Timing: Most of the training sessions were 45 minutes or longer. We can talk for days on the subject—and in fact, we will spend three full days at the IAPP Global Privacy Summit on exactly this—but I can tell from my own interest and watching others in live sessions that users are tuned out long before the speaker has stopped.

Regulations: Does a typical user really need to know about specific laws and regulations, like what 95/46 EC means or any particular code number or statute? I don’t think so.

Number of Training Items: I don’t claim to be an expert on educating adults, but asking someone to sit through seven to 10 items might be asking for too much.

Content Delivery: Most of the sessions in which I participated were passive. The users sat and listened to a live person—mostly reading PowerPoint slides—or going through screens full of stuff. Very little interaction was requested.

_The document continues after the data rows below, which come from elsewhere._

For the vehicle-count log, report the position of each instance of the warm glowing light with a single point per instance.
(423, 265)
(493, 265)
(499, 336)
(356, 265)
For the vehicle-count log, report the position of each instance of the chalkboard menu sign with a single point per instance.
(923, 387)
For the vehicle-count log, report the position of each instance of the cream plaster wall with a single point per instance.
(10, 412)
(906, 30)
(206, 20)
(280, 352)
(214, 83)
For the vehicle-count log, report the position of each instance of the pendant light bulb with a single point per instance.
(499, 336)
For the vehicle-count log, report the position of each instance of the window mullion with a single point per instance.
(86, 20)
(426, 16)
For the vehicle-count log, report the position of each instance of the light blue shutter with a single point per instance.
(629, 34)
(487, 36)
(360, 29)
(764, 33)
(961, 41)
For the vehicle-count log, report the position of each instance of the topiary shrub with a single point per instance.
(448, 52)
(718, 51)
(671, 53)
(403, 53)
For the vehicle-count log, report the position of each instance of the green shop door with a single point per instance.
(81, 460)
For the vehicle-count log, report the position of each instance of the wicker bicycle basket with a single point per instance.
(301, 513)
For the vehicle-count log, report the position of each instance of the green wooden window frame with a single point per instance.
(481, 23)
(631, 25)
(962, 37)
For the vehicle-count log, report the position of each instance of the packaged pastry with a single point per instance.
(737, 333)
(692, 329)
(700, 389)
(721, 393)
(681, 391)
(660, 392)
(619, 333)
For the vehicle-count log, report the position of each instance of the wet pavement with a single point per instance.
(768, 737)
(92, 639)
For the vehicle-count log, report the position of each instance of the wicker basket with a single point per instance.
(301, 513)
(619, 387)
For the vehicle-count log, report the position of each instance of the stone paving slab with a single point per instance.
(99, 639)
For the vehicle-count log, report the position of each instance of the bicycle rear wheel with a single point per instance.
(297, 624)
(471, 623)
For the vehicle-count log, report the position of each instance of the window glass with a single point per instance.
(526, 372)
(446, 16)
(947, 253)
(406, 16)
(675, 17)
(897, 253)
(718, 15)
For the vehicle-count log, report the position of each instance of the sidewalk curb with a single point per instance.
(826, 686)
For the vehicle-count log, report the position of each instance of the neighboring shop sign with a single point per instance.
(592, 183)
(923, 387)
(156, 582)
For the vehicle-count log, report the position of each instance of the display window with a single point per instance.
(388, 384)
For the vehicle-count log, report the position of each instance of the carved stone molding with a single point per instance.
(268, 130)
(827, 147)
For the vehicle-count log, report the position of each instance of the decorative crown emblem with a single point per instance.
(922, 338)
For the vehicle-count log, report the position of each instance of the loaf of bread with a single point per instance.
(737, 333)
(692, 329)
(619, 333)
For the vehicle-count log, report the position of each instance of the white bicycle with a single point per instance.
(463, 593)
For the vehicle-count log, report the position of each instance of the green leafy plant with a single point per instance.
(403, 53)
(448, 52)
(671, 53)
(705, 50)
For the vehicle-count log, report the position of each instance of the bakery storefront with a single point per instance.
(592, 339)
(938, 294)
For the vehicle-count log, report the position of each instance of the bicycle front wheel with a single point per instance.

As a result of my observations, here are some of my recommendations:

Timing: Keep it short! I’m thinking 20- to 30-minute sessions tops, even if it means doing two sessions annually.

Regulations: Give the user context, especially how the impact of a regulation matters to users in their daily jobs and to your organization. Why do we ask for express consent when collecting medical data, for example? Because laws around the world say so, and it might be embarrassing to the individual if this was improperly disclosed. Plus, failing to get express consent could subject your company to fines and other regulatory sanctions. You’re essentially making the same point, but without having to mention specific regulations, i.e., HIPAA.

Number of Training Items: I suggest three training items—four at most. Beyond that, I believe people remember less, not more.

Content Delivery: We live in the Twitter and SMS generation. Anything longer than 140 or so characters gets lost. And with a constant stream of interruptions, can you really expect your users to be tuned in to screens full of text? Make it interesting and interactive, and avoid going more than three- to-five minutes before the user has to participate.

Participating this way was a great experience as it reminded me of what it looks like as a user. Sure, as trainers, we all have loads of information that we can’t wait to tell people, but take a fresh look at your materials and try and see things the way your users might.